¿QUÉ ES ALABAR?

Cerca ya de la bajada del monte de los Olivos, toda la multitud de los discípulos, llenos de alegría, se pusieron a alabar a Dios a grandes voces, por todos los milagros que habían visto. Lucas 19,37

Solemos estar tan ocupados desprendiéndonos del mal, que a veces nos cuesta reconocer el bien que se nos prende. No es la única razón por la que nos resulta difícil alabar.

1. En efecto, es común pensar que cuando a las personas se las alaba se vuelven presuntuosas, orgullosas, vanidosas, o que se van a sentir tan superiores a nosotros que tendremos que obedecerles.

2. En otro sentido —común en las relaciones afectivas o de vida comunitaria— pasa que no queremos alabar porque reconocer que alguien nos ha hecho bien puede hacer que crea que ya ha hecho suficiente.

3. De otro lado, también nos da pereza alabar porque a menudo sucede que los esfuerzos nuestros nadie los valora; entonces sentimos que damos y no recibimos, y que somos los tontos mientras que los otros son los astutos.

Sin embargo, la alabanza es un bien inmenso para el corazón humano, que en cierto modo ha sido creado finalmente para eso: para alabar a su Creador y a la creación de ese Creador. Y por eso los corazones que no se ejercitan en la alabanza no se preparan para el cielo. Resultan semejantes a un viajero que tuviera que ir a tierras ignotas y no se preocupara ni siquiera por aprender el idioma de su lugar de destino. Dejar de alabar es endurecer el alma: la única alma que tenemos y somos. Dejar de alabar es desechar el cielo sin quedarse con la tierra. Es escoger el infierno. Por eso es importante, es vital aprender a alabar y nunca dejar de hacerlo. Así como uno nunca se desprende del alma, nunca debe desprenderse del idioma definitivo del alma que es la alabanza. Nuestro último suspiro en este mundo —no lo dudemos— ha de ser el prefacio de la inmensa alabanza del cielo.

Pero, ¿cómo aprender a alabar? ¿Cómo fortalecernos en la alabanza? He aquí algunas sugerencias.

1. Repasa los verbos detallar, meditar, sonreír, descansar, recibir, agradecer, admirarse, celebrar y perdonar. El veneno del alma huele mal, sabe mal y hace mal. Así pues, hay que salir del veneno. Sin embargo, ten en cuenta que la misma alabanza te va a ir ayudando a salir de tus venenos.
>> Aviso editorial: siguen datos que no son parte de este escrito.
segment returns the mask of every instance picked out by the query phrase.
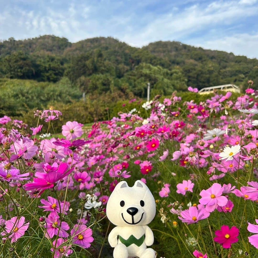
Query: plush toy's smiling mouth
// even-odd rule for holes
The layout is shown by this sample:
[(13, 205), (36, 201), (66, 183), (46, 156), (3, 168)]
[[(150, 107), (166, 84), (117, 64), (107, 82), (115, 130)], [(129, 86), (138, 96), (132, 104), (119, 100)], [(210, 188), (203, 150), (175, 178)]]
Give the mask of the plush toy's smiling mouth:
[(124, 216), (123, 216), (123, 213), (122, 213), (122, 218), (123, 218), (123, 219), (124, 220), (124, 221), (125, 222), (126, 222), (127, 223), (127, 224), (130, 224), (130, 225), (136, 225), (136, 224), (138, 224), (138, 223), (139, 223), (141, 221), (141, 220), (142, 220), (142, 218), (143, 217), (143, 214), (144, 214), (144, 212), (142, 214), (142, 216), (141, 216), (141, 219), (140, 219), (140, 220), (139, 220), (139, 221), (138, 221), (138, 222), (136, 222), (135, 223), (134, 223), (134, 220), (133, 219), (133, 216), (132, 216), (132, 223), (130, 223), (129, 222), (127, 222), (127, 221), (125, 220), (125, 218), (124, 217)]

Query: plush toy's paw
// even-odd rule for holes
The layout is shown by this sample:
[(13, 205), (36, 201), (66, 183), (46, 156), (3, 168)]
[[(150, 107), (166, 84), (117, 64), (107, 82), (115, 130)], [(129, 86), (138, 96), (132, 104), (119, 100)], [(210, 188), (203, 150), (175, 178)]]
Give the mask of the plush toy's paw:
[(115, 248), (113, 255), (114, 258), (128, 258), (128, 252), (126, 247), (123, 244), (119, 244)]
[(141, 254), (140, 258), (155, 258), (155, 251), (151, 248), (147, 248)]

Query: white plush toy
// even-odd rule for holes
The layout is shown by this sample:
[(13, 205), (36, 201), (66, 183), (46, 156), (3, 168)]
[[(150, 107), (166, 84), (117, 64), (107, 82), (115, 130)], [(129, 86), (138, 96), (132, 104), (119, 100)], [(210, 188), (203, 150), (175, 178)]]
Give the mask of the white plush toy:
[(138, 180), (132, 187), (125, 181), (117, 184), (107, 205), (108, 219), (117, 226), (108, 236), (114, 258), (155, 258), (155, 251), (147, 248), (154, 240), (147, 225), (156, 213), (155, 200), (145, 184)]

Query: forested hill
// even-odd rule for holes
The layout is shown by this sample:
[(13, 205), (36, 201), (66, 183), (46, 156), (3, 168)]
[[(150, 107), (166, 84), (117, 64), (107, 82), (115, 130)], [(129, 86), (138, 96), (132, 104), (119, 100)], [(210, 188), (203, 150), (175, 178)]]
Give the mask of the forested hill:
[(176, 42), (158, 41), (141, 48), (111, 37), (72, 43), (46, 35), (0, 42), (0, 77), (55, 82), (67, 77), (86, 93), (115, 90), (142, 97), (168, 95), (188, 86), (233, 83), (258, 88), (258, 60), (204, 49)]

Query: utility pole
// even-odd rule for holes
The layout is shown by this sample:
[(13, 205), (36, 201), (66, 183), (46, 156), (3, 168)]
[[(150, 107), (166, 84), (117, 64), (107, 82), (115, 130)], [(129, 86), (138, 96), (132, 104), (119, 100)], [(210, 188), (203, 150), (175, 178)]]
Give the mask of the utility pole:
[(150, 84), (148, 82), (147, 83), (147, 85), (148, 85), (148, 87), (147, 89), (147, 101), (150, 101)]

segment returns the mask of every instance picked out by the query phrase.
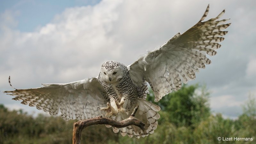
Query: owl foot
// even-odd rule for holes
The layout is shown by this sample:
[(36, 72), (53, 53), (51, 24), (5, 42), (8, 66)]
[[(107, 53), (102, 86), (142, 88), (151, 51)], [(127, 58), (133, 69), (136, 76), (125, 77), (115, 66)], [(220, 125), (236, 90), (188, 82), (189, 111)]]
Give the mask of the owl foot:
[(118, 112), (125, 113), (126, 112), (124, 108), (123, 107), (123, 105), (124, 103), (124, 101), (123, 101), (119, 102), (117, 100), (115, 100), (115, 102), (116, 102), (116, 106), (117, 107), (117, 111)]
[(107, 103), (106, 108), (98, 108), (101, 110), (104, 111), (106, 112), (105, 116), (108, 117), (110, 117), (112, 116), (115, 115), (118, 113), (117, 110), (112, 107), (109, 102)]
[(123, 107), (123, 105), (124, 102), (124, 101), (119, 102), (117, 100), (116, 100), (115, 103), (112, 104), (114, 105), (116, 105), (115, 106), (113, 106), (112, 107), (109, 102), (108, 102), (107, 103), (107, 107), (98, 108), (106, 112), (105, 115), (106, 117), (111, 117), (112, 116), (116, 115), (119, 112), (123, 113), (126, 112), (125, 109)]

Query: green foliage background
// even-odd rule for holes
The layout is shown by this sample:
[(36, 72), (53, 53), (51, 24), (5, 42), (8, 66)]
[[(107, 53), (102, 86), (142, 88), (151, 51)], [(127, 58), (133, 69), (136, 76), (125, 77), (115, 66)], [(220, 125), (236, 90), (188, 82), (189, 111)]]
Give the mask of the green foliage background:
[[(210, 93), (205, 86), (185, 85), (177, 92), (154, 101), (152, 91), (147, 100), (159, 105), (161, 118), (153, 134), (137, 139), (122, 136), (103, 125), (83, 131), (81, 143), (256, 143), (256, 100), (249, 97), (243, 113), (235, 120), (213, 114)], [(0, 144), (70, 144), (73, 124), (60, 116), (39, 114), (36, 117), (22, 110), (11, 111), (0, 104)], [(218, 137), (252, 138), (252, 141), (218, 141)]]

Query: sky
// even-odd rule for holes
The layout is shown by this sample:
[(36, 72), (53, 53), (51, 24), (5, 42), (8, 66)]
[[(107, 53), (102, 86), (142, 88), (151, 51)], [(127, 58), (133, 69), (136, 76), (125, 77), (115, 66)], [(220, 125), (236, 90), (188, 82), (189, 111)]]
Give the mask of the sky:
[[(0, 4), (0, 91), (41, 87), (96, 76), (104, 62), (129, 65), (200, 19), (231, 19), (212, 63), (188, 84), (206, 85), (214, 113), (235, 118), (256, 96), (254, 0), (14, 0)], [(0, 93), (0, 104), (44, 112)]]

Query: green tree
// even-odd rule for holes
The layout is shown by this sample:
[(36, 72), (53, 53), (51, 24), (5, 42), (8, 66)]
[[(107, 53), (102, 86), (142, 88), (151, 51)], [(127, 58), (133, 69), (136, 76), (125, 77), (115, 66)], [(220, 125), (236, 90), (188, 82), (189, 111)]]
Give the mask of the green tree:
[(209, 93), (205, 86), (184, 85), (179, 90), (166, 95), (157, 102), (154, 102), (153, 93), (152, 90), (150, 92), (147, 100), (159, 106), (163, 112), (161, 116), (166, 116), (168, 121), (176, 125), (195, 126), (195, 124), (210, 116)]

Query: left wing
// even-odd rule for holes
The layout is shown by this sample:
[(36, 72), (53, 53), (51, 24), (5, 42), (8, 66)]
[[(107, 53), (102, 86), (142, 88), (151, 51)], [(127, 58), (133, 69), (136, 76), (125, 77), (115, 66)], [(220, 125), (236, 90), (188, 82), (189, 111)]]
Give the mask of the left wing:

Es un proceso que se retroalimenta: es verdad que una persona sanada alaba, pero .también es verdad que la alabanza sana.

2. Para aprender a alabar, no empieces por las personas humanas, que pronto decepcionan, especialmente cuando la virtud no ha echado verdaderas raíces en tu alma. Comienza mejor por las Personas divinas: empieza alabando al Padre, al Hijo y al Espíritu Santo.

3. Dos ejercicios, complementarios y simultáneos, son imprescindibles para fortalecer la alabanza a Dios: apoyarse en las palabras de otros y dejar que poco a poco vayan fluyendo las propias palabras. Para lo primero ayuda la oración compartida, la lectura de buenos libros de piedad y especialmente el orar con los salmos. Para lo segundo es provechosa la oración ante el Santísimo Sacramento y el escribir nuestras propias oraciones y meditaciones.

4. Crecer en la alabanza implica darle la gloria a Dios en todo lo bueno y en todo lo malo; presentarle todo lo bueno y todo lo malo; agradecerle todo lo bueno y todo lo malo. Es habituarse a tener en la boca su palabra. A este propósito ayudan enormemente las jaculatorias.

5. Una vez habituados a la alabanza divina, iremos sintiendo que nuestra alma se dilata y libera de mezquindades y egoísmos. Empezaremos a ser felices de que otros sean felices. Es el momento de ser más liberales con nuestras sonrisas y palabras amables. Sabiendo sí que estas palabras hay que ofrecerlas con el espíritu del verbo dar. Pronto notaremos que es verdad lo que afirmaba aquel psicólogo: se gana más en una hora interesándose por los demás que en un mes tratando de que ellos se interesen por nosotros.